Meski aku harus makan bersama mereka, acara makan bersama yang tak kusukai. Inginku makan sendiri di tepi jendela resto sembari menatap mobil dan jalanan kota Solo di sore hari. Hanya berteman mangkok dan uap panasnya tanpa ada sepasang mata manusia lain. Aku suka kesendirian, tapi mereka tak pernah membiarkanku sendiri.

"Kok wajahmu nggak suka gitu, Han? Lagian sejak kapan kamu suka makanan ginian? Bukannya kamu suka makanan Sunda?" cerocos Yunita sambil membolak-balik kimchi. Sesaat dia menahan mual karena tak suka baunya.

"Makanan apaan sih ini, Han!" keluhnya sambil mendorong mangkok kimchi dengan wajah pucat.
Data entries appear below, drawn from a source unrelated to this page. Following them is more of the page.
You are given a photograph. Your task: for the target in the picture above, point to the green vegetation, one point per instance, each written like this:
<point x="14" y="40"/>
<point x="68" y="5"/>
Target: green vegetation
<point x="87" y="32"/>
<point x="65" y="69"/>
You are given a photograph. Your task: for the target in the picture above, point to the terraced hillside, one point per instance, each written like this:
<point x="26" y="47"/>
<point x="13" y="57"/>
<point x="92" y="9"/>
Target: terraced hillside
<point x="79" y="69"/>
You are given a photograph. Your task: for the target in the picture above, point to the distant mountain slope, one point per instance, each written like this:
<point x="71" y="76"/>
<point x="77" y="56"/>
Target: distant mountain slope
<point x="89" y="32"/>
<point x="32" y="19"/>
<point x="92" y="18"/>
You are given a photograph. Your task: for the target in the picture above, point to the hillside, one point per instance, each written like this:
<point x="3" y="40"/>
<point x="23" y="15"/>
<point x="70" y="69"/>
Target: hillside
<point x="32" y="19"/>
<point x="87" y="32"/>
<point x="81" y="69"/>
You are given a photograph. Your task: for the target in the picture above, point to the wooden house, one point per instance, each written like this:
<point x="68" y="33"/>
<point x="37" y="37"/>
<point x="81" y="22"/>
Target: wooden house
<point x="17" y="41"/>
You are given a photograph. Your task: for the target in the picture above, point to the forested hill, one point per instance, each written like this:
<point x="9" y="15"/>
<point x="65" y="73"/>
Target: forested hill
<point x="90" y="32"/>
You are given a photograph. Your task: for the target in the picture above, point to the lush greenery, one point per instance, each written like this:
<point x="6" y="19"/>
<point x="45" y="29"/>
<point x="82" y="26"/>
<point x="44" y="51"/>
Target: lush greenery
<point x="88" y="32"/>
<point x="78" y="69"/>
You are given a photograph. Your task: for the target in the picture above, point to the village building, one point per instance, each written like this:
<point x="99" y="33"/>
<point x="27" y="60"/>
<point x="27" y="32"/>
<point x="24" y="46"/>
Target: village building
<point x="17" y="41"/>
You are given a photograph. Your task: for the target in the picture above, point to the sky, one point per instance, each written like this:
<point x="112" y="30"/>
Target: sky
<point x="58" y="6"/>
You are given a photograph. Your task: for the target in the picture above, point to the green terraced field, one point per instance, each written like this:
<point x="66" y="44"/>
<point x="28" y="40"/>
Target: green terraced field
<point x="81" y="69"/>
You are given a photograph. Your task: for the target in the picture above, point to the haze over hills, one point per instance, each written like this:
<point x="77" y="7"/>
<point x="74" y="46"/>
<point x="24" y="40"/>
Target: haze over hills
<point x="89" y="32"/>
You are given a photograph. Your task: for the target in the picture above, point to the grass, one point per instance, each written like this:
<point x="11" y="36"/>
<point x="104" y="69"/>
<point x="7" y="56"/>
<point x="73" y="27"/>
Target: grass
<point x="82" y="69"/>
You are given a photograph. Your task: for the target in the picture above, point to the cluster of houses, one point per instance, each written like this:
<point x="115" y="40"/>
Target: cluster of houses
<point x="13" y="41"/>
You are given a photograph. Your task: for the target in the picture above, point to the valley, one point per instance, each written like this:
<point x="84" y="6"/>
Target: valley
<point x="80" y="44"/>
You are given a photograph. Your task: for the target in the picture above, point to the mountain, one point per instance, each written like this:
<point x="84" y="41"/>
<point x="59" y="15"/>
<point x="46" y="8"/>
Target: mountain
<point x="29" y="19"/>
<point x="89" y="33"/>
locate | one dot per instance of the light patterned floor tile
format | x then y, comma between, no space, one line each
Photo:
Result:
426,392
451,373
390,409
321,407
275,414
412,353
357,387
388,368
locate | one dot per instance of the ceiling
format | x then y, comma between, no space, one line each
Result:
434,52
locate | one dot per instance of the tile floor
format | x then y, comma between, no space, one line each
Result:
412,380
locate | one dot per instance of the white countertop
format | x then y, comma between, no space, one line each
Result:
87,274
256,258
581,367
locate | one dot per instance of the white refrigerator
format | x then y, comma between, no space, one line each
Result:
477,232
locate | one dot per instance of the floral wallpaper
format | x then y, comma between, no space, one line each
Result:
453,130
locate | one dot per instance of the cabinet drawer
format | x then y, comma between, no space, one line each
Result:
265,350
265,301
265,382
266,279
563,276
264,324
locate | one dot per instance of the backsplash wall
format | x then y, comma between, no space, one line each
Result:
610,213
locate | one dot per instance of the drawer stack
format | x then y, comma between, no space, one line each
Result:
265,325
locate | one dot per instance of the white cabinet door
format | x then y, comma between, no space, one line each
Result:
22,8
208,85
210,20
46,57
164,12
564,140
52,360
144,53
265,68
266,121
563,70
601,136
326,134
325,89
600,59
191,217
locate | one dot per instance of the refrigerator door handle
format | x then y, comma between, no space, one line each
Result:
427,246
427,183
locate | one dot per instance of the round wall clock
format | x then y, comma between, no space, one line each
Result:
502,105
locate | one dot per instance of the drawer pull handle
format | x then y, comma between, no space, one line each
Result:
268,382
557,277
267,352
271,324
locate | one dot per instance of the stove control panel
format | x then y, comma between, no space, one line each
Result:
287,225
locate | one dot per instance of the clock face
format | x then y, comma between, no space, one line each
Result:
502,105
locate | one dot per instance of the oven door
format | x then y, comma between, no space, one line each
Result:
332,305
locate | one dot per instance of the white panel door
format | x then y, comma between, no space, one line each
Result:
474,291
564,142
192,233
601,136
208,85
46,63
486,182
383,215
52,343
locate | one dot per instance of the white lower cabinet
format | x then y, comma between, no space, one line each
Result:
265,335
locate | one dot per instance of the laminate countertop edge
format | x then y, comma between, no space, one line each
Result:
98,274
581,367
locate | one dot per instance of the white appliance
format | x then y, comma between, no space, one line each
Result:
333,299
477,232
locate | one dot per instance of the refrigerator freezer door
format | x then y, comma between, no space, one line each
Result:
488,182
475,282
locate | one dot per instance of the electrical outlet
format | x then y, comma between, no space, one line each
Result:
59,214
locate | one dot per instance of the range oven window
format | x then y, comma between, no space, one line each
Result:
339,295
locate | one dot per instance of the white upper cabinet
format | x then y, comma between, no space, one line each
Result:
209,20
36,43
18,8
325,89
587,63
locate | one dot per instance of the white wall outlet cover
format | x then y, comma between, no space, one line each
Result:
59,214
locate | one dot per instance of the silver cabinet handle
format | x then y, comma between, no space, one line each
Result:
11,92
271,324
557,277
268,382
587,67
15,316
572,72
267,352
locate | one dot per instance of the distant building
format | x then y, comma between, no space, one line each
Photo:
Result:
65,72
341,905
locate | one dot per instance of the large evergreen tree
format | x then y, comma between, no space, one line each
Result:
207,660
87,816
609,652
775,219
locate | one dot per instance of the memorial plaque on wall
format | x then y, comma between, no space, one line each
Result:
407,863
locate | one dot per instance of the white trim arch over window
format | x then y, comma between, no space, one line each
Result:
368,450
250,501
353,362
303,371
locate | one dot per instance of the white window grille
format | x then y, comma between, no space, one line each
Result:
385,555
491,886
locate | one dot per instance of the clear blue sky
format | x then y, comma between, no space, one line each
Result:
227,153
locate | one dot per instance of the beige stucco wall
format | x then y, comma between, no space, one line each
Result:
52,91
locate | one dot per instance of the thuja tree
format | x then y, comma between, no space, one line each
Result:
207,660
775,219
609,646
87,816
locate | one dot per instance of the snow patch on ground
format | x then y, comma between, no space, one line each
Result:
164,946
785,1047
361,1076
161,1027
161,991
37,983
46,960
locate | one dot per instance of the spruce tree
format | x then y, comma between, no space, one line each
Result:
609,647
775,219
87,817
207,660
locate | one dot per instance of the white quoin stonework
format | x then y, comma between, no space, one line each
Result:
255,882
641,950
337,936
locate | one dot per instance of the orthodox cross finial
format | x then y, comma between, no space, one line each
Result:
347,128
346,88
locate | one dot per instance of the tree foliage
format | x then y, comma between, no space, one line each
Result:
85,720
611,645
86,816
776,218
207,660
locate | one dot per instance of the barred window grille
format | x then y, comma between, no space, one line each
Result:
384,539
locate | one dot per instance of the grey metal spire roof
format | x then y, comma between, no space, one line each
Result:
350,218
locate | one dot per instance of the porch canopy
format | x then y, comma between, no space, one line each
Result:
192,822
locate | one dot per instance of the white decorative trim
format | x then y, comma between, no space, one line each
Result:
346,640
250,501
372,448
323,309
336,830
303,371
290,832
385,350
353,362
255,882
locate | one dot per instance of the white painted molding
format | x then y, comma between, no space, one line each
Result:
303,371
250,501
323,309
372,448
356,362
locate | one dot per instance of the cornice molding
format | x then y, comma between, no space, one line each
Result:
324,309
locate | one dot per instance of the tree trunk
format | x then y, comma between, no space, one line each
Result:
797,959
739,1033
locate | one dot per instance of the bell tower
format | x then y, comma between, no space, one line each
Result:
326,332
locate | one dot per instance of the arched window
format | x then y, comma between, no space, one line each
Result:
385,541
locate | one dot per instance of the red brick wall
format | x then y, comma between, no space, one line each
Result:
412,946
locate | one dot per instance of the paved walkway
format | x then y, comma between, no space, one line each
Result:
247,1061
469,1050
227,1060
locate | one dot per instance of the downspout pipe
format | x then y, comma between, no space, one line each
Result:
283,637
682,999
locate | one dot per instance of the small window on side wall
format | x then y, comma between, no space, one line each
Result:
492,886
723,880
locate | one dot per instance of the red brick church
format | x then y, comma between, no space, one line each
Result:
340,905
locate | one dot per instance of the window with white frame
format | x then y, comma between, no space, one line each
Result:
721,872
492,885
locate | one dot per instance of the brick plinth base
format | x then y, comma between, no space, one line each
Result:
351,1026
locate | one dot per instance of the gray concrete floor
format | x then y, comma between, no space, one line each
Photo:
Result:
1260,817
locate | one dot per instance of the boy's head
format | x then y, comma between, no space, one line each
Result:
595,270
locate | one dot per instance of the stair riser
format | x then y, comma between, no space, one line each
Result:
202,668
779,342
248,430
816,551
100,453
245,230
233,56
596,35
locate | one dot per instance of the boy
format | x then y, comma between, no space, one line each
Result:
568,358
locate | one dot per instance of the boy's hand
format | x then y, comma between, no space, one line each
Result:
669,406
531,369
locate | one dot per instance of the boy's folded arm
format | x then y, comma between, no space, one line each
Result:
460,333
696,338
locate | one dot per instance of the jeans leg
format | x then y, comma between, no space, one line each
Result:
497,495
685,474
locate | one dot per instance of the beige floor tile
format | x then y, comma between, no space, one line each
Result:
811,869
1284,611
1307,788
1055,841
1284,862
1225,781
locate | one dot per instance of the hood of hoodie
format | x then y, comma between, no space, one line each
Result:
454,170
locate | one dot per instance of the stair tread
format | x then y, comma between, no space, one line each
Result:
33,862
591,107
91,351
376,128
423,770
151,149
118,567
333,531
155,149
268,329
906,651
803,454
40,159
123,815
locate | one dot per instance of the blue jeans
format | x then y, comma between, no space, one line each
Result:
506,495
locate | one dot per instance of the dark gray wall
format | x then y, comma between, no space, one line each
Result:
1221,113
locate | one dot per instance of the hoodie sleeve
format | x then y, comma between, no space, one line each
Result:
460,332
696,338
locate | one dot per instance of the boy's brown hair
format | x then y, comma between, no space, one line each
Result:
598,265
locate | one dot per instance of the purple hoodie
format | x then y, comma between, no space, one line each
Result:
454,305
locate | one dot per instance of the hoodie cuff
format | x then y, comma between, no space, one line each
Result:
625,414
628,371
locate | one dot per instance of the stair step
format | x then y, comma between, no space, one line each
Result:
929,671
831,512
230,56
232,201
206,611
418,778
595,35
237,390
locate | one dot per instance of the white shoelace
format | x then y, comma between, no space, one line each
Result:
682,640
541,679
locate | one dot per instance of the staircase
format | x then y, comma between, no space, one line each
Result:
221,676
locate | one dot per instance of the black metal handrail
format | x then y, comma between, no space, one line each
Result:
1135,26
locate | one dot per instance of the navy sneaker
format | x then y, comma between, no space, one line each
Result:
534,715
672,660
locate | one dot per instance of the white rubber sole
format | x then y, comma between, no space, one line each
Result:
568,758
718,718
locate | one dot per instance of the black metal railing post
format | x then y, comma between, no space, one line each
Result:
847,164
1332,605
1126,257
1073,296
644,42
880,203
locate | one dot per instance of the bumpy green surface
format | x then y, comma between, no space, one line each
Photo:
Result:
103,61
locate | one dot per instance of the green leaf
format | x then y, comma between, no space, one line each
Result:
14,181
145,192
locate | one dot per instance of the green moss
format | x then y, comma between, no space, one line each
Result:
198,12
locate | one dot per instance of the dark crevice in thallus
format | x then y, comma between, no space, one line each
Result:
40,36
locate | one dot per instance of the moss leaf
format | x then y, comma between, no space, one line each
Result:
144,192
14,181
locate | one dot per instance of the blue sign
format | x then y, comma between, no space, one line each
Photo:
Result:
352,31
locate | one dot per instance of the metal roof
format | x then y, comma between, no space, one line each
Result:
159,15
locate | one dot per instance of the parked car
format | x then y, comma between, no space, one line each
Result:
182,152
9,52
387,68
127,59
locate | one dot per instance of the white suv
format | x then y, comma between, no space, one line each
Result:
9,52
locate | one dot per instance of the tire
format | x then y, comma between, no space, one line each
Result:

Gavin mendorong mangkok kecil itu padaku. "Makanlah, mungkin kamu lagi suka coba makanan baru. Masih ada dua jam sebelum kita terbang ke Jakarta," suruhnya sambil menatap arloji.

"Bisa aku makan sendiri aja?" tanyaku sembari menatap mereka berdua. "Aku benar-benar tidak suka makan bersama."

"Kenapa sih, Han?" sambung Yunita cemas.

Aku mengedikkan bahu malas. "Nggak suka aja."

"Sudahlah, toleransi saja! Kami juga nggak suka makanan ini, Hana!" Gavin memandangku tegas yang memaksaku mendengus kesal.

"Ya udah deh, apa boleh buat," desahku lirih sambil menyumpit seurai mi khas Korea itu.

Masuk ke mulut dan rasa yang lezat itu menjalar langsung ke seluruh lidah. Tak lupa kuambil selembar kimchi dan kukunyah dengan meriahnya. Selalu enak, seperti biasa. Serasa lupa semua beban hidup, semua masalah yang menjemukan termasuk dua orang yang sedang menatapku heran.

"Bang, sejak kapan sih bini lo suka makanan gini?" bisik Yunita yang tentu saja kudengar dengan jelas. Mereka sedang membicarakanku tepat di depan wajahku!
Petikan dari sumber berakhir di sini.